Belfast Boxing Club offers free fitness classes to male victims of domestic violence

A boxing club in east Belfast is offering fitness classes focused on men who have been victims of domestic violence to encourage men to talk more about their experiences.

A survey of 60 respondents by the Men’s Alliance NI domestic violence charity found that more than 80% identified depression as a direct consequence of domestic violence. Over 70% said they also suffer from anxiety, and 46% said they had suicidal thoughts.

“This is a situation where we really need to help since there are so few men in abusive relationships and many of them feel that this is not something that happens to other men,” said Carey Baxter, chairman of the charity.

“The opportunity offered by the City of Belfast Boxing Academy (CBBA) is a valuable way to help these men on their journey to recovery as they transition from victim to survivor.”

The CBBA coaches hope that by allowing the Men’s Alliance to host special weekly sessions at the club, victims and survivors can improve their mental health, connect and share similar encounters with each other.

Of the 30,000 police reports of domestic incidents between 2019 and 2020, more than a third were from men.
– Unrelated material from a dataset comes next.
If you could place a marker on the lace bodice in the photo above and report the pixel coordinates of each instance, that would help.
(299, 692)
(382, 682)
Mr. Baxter said the Men’s Alliance “believes that conversations about domestic violence should not be segregated by gender.” He said: “Our position is to provide any victim of domestic violence, male or female, with help and support at the moment when it is most needed.”
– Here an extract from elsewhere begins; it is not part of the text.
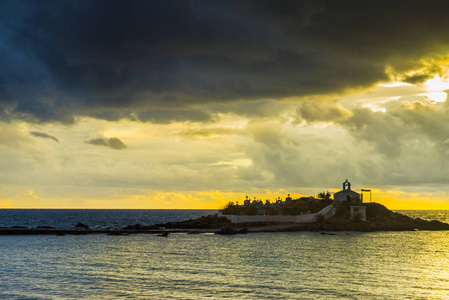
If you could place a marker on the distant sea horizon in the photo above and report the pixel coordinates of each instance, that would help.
(118, 218)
One man whom Men’s Alliance NI helped had previously attempted suicide due to his deteriorating mental health due to past experiences of coercive control and emotional abuse by his ex-wife.

Ian, not his real name, told the Belfast Telegraph about the “difficulties and lack of help for men” in situations like his.

“I was very active in trying to get help and I suppose I was lucky that I could afford to pay for help, but I was on the waiting lists – almost impossible to see – and for a suicidal person. to be put on a waiting list for at least six months, I don’t need to explain it.”

He added that only now, years after the end of the relationship, he realizes how serious the abuse he faced was.

“I am still stunned by the way she treated me. I understood it more when I left. I really don’t know how I got through it all.”

After reading Emotionally Abusive Relationships by Beverly Engel, Yang said he was “shocked to the core” because he felt it described his life.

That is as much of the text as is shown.